Robust diffusion posterior sampling recovers accurate solutions to Bayesian inverse problems even when measurements contain outliers.

A machine-rendered reading of the paper's core claim, the machinery that carries it, and where it could break.

The paper establishes that diffusion-based solvers for Bayesian inverse problems lose performance when observations include outliers because the presumed likelihood becomes misspecified. The authors first quantify how such contamination shifts the induced posterior and prove stability bounds that hold for linear inverse problems. They then introduce a straightforward robust variant of diffusion posterior sampling that counters this shift while remaining compatible with standard gradient-based samplers. Experiments on scientific inverse problems and natural-image tasks show consistent gains precisely when outliers are present, for both linear and nonlinear settings. A reader would care because real measurements in imaging and science routinely contain outliers that otherwise render powerful learned priors ineffective.

Core claim

The central claim is that a simple robust modification to diffusion posterior sampling yields provable outlier robustness for linear Bayesian inverse problems, restores recovery performance under contaminated likelihoods, and integrates directly with existing gradient-based posterior samplers without altering the underlying diffusion prior.

What carries the argument

Robust diffusion posterior sampling, which adjusts the likelihood guidance step in the reverse diffusion process to down-weight or correct for outlier-contaminated observations.

If this is right

  • Standard diffusion solvers can be upgraded to handle outlier-contaminated data in linear inverse problems without retraining the prior.
  • Performance gains appear in both scientific inverse problems and natural-image reconstruction tasks once outliers are present.
  • The method works for nonlinear tasks empirically even though the formal guarantee is stated only for linear cases.
  • Existing gradient-based posterior samplers remain usable after the robustness change is inserted.
  • Stability analysis supplies explicit bounds on posterior deviation induced by outliers in the linear setting.

Where Pith is reading between the lines

These are editorial extensions of the paper, not claims the author makes directly.

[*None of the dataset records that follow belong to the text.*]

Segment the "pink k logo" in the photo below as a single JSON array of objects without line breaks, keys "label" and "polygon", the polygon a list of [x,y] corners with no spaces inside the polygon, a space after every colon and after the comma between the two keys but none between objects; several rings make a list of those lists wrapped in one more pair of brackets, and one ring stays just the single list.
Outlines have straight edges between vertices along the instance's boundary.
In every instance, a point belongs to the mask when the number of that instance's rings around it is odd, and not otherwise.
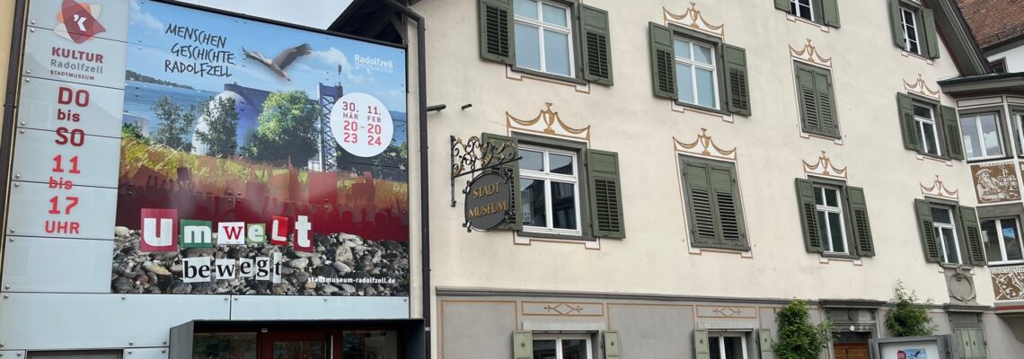
[{"label": "pink k logo", "polygon": [[76,44],[92,40],[99,33],[105,32],[95,15],[99,13],[99,5],[79,3],[75,0],[63,0],[57,18],[60,25],[53,29],[57,35],[69,38]]}]

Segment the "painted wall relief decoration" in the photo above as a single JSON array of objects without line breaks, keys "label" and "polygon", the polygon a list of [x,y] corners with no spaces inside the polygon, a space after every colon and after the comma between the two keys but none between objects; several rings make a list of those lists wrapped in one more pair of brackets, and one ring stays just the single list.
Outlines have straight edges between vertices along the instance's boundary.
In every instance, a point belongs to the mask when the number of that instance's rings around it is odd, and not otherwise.
[{"label": "painted wall relief decoration", "polygon": [[994,204],[1021,198],[1017,169],[1011,161],[971,165],[971,177],[979,204]]},{"label": "painted wall relief decoration", "polygon": [[822,57],[818,53],[818,49],[811,44],[811,39],[807,39],[807,44],[804,44],[803,49],[797,50],[790,46],[790,56],[814,65],[831,69],[831,57]]},{"label": "painted wall relief decoration", "polygon": [[703,15],[700,14],[700,10],[697,9],[697,3],[695,2],[691,2],[690,7],[681,15],[669,11],[668,8],[663,7],[662,9],[665,11],[665,25],[675,24],[686,29],[725,38],[725,26],[716,26],[708,23],[703,18]]},{"label": "painted wall relief decoration", "polygon": [[844,180],[846,179],[846,167],[836,168],[831,159],[825,155],[825,151],[821,151],[821,156],[818,158],[816,163],[809,164],[807,161],[804,161],[803,163],[804,173]]},{"label": "painted wall relief decoration", "polygon": [[996,301],[1024,300],[1024,266],[992,267],[989,271]]},{"label": "painted wall relief decoration", "polygon": [[707,159],[736,162],[736,148],[722,149],[719,147],[715,144],[715,141],[712,140],[711,136],[708,135],[708,129],[700,129],[700,134],[697,135],[697,139],[690,143],[684,143],[675,137],[672,139],[675,141],[677,152]]},{"label": "painted wall relief decoration", "polygon": [[903,89],[906,90],[907,93],[939,99],[939,90],[932,90],[932,88],[925,83],[925,79],[921,74],[918,74],[918,80],[914,82],[903,80]]},{"label": "painted wall relief decoration", "polygon": [[935,175],[935,182],[932,182],[930,185],[925,185],[924,183],[918,185],[921,186],[921,194],[953,200],[959,199],[959,190],[946,188],[946,184],[942,183],[939,175]]},{"label": "painted wall relief decoration", "polygon": [[505,113],[509,132],[534,133],[590,143],[590,126],[580,129],[569,127],[562,122],[557,111],[551,109],[551,102],[545,102],[544,105],[545,108],[531,120],[519,120]]}]

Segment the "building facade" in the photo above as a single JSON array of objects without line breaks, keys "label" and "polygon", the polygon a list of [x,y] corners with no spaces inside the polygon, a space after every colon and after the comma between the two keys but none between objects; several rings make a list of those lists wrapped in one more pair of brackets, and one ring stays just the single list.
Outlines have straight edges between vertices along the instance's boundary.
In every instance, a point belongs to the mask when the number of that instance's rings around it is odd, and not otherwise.
[{"label": "building facade", "polygon": [[0,17],[0,357],[424,356],[403,47],[170,1]]},{"label": "building facade", "polygon": [[[931,301],[958,357],[1024,349],[993,311],[968,163],[989,137],[938,85],[987,71],[953,2],[411,8],[443,108],[428,118],[434,357],[772,358],[775,313],[805,299],[836,333],[821,357],[862,358],[892,336],[897,285]],[[462,192],[473,150],[518,159],[498,167],[508,206]]]}]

  • Similar robustness adjustments could be derived for other generative priors such as score-based or flow-based models.
  • In applications like medical or astronomical imaging, the approach may reduce reliance on separate outlier-detection preprocessing steps.
  • The stability proof for linear problems suggests a possible route to extend formal guarantees to mildly nonlinear regimes by local linearization.
  • The technique might combine with robust loss functions or heavy-tailed likelihood models to address additional sources of misspecification.

Load-bearing premise

The dominant cause of likelihood misspecification is outlier contamination in the measurements, and the diffusion model prior remains appropriate after the robustness adjustment is applied.

What would settle it

Apply the robust sampler to a controlled linear Bayesian inverse problem whose ground-truth solution is known, contaminate the measurements with a known fraction of large-magnitude outliers, and check whether the recovered posterior mean stays within the derived stability bound; large deviation beyond that bound would falsify the robustness guarantee.

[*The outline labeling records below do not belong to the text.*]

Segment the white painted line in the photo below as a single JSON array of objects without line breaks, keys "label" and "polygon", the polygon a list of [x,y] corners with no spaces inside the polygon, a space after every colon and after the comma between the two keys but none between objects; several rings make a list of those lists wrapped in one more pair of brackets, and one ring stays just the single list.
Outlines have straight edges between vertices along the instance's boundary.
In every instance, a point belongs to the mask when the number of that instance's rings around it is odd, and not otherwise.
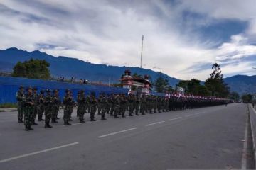
[{"label": "white painted line", "polygon": [[49,152],[49,151],[52,151],[52,150],[55,150],[55,149],[60,149],[60,148],[63,148],[63,147],[70,147],[70,146],[78,144],[79,144],[79,142],[74,142],[74,143],[67,144],[61,145],[61,146],[56,147],[52,147],[52,148],[46,149],[41,150],[41,151],[37,151],[37,152],[29,153],[29,154],[22,154],[22,155],[19,155],[19,156],[11,157],[11,158],[7,158],[7,159],[0,160],[0,163],[9,162],[9,161],[12,161],[12,160],[17,159],[19,159],[19,158],[26,157],[29,157],[29,156],[32,156],[32,155],[34,155],[34,154],[41,154],[41,153],[43,153],[43,152]]},{"label": "white painted line", "polygon": [[171,120],[176,120],[176,119],[179,119],[179,118],[182,118],[182,117],[178,117],[178,118],[169,119],[169,120],[171,121]]},{"label": "white painted line", "polygon": [[[248,107],[248,112],[249,112],[249,107]],[[245,170],[247,169],[247,140],[248,140],[248,134],[247,134],[247,128],[248,128],[248,114],[247,113],[246,116],[246,125],[245,125],[245,138],[243,140],[243,149],[242,149],[242,167],[241,169]]]},{"label": "white painted line", "polygon": [[118,134],[118,133],[122,133],[122,132],[127,132],[127,131],[132,130],[134,130],[134,129],[137,129],[137,128],[133,128],[127,129],[127,130],[121,130],[121,131],[118,131],[118,132],[112,132],[112,133],[106,134],[106,135],[102,135],[102,136],[98,136],[98,138],[102,138],[102,137],[107,137],[107,136],[116,135],[116,134]]},{"label": "white painted line", "polygon": [[153,123],[150,123],[150,124],[145,125],[145,126],[153,125],[156,125],[156,124],[159,124],[159,123],[164,123],[164,122],[165,122],[165,121],[161,121],[161,122]]}]

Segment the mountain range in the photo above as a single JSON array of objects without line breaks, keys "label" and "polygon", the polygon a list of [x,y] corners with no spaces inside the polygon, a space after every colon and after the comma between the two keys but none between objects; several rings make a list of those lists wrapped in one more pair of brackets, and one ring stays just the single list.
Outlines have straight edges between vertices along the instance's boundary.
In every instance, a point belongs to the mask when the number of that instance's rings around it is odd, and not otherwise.
[{"label": "mountain range", "polygon": [[[110,79],[111,83],[117,83],[126,69],[129,69],[132,74],[150,75],[153,81],[159,76],[158,72],[148,69],[93,64],[68,57],[56,57],[38,50],[29,52],[15,47],[0,50],[0,72],[11,72],[18,61],[23,62],[31,58],[46,60],[50,64],[50,74],[55,77],[65,76],[70,79],[75,76],[79,79],[85,79],[105,83]],[[175,86],[180,81],[166,74],[163,75],[172,86]],[[235,75],[225,78],[224,81],[230,87],[231,91],[237,91],[240,94],[256,93],[256,76]]]}]

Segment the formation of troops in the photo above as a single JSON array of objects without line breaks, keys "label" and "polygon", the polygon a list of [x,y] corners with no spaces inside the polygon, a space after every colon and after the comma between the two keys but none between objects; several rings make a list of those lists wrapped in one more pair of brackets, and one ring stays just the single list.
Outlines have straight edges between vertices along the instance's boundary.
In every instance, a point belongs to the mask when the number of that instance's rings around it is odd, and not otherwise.
[{"label": "formation of troops", "polygon": [[[95,113],[101,115],[101,120],[107,120],[106,114],[114,118],[125,118],[126,111],[129,116],[156,113],[171,110],[192,109],[195,108],[227,104],[228,101],[209,98],[194,98],[177,96],[157,96],[124,94],[100,94],[98,98],[92,92],[86,96],[84,90],[78,91],[75,101],[72,91],[65,90],[63,100],[59,96],[59,90],[41,90],[38,94],[36,88],[28,87],[24,90],[21,86],[16,94],[18,101],[18,120],[24,123],[25,130],[33,130],[33,125],[38,121],[45,122],[45,128],[53,128],[50,124],[57,123],[60,108],[64,108],[64,125],[70,125],[72,113],[77,107],[77,117],[80,123],[85,123],[84,115],[90,113],[90,121],[95,121]],[[44,119],[43,115],[44,113]]]}]

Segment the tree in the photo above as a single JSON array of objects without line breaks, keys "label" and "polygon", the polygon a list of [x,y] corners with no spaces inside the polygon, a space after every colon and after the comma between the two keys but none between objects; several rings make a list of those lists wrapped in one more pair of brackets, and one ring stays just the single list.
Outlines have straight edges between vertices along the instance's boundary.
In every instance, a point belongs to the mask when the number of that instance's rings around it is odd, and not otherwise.
[{"label": "tree", "polygon": [[230,94],[230,98],[235,101],[238,101],[240,98],[239,94],[238,92],[233,91],[232,93]]},{"label": "tree", "polygon": [[242,100],[243,103],[250,103],[252,101],[252,95],[250,94],[244,94],[242,96]]},{"label": "tree", "polygon": [[192,79],[191,80],[181,80],[176,86],[183,88],[186,94],[202,96],[210,96],[210,92],[207,87],[201,85],[200,83],[200,80]]},{"label": "tree", "polygon": [[213,72],[206,80],[205,85],[211,92],[211,96],[217,97],[227,97],[229,94],[229,87],[223,79],[220,66],[215,63],[212,67]]},{"label": "tree", "polygon": [[36,79],[48,79],[50,74],[50,64],[45,60],[33,60],[18,62],[13,68],[12,76],[27,77]]}]

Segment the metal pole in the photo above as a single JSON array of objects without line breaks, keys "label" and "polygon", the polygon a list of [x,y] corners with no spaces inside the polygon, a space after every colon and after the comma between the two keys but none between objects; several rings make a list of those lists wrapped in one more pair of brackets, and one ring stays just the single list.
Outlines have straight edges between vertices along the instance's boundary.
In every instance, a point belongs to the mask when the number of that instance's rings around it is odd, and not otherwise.
[{"label": "metal pole", "polygon": [[142,68],[142,50],[143,50],[143,40],[144,40],[144,35],[142,35],[142,41],[141,69]]}]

read the original abstract

Diffusion models have emerged as powerful learned priors for Bayesian inverse problems (BIPs). Diffusion-based solvers rely on a presumed likelihood for the observations in BIPs to guide the generation process. Likelihood misspecification is common in practical BIPs and is known to degrade recovery performance, particularly under outlier contamination. We investigate this problem by first characterizing the induced posterior deviation and proving the stability of diffusion-based solvers for linear BIPs. Our stability analysis further reveals potential robustness deficiencies of existing diffusion-based solvers under outlier-contaminated measurements. To address this issue, we propose a simple yet effective solution: robust diffusion posterior sampling, which is provably outlier-robust for linear BIPs and compatible with existing gradient-based posterior samplers. Empirical results from scientific inverse problems and natural image tasks demonstrate the effectiveness and robustness of our method, with consistent performance gains in challenging scenarios involving outlier contamination for both linear and nonlinear tasks.

Editorial analysis

A structured set of objections, weighed in public.

Desk editor's note, referee report, simulated authors' rebuttal, and a circularity audit. Tearing a paper down is the easy half of reading it; the pith above is the substance, this is the friction.

Referee Report

2 major / 1 minor

Summary. The paper proposes a robust variant of diffusion posterior sampling for Bayesian inverse problems by replacing the standard likelihood gradient with a truncated or reweighted surrogate. It first characterizes posterior deviation under outlier contamination and proves stability of diffusion solvers for linear BIPs, then shows that the proposed modification preserves outlier robustness in the linear case while remaining compatible with existing gradient-based samplers. Empirical results on scientific inverse problems and natural-image tasks report consistent gains under outlier contamination for both linear and nonlinear forward operators.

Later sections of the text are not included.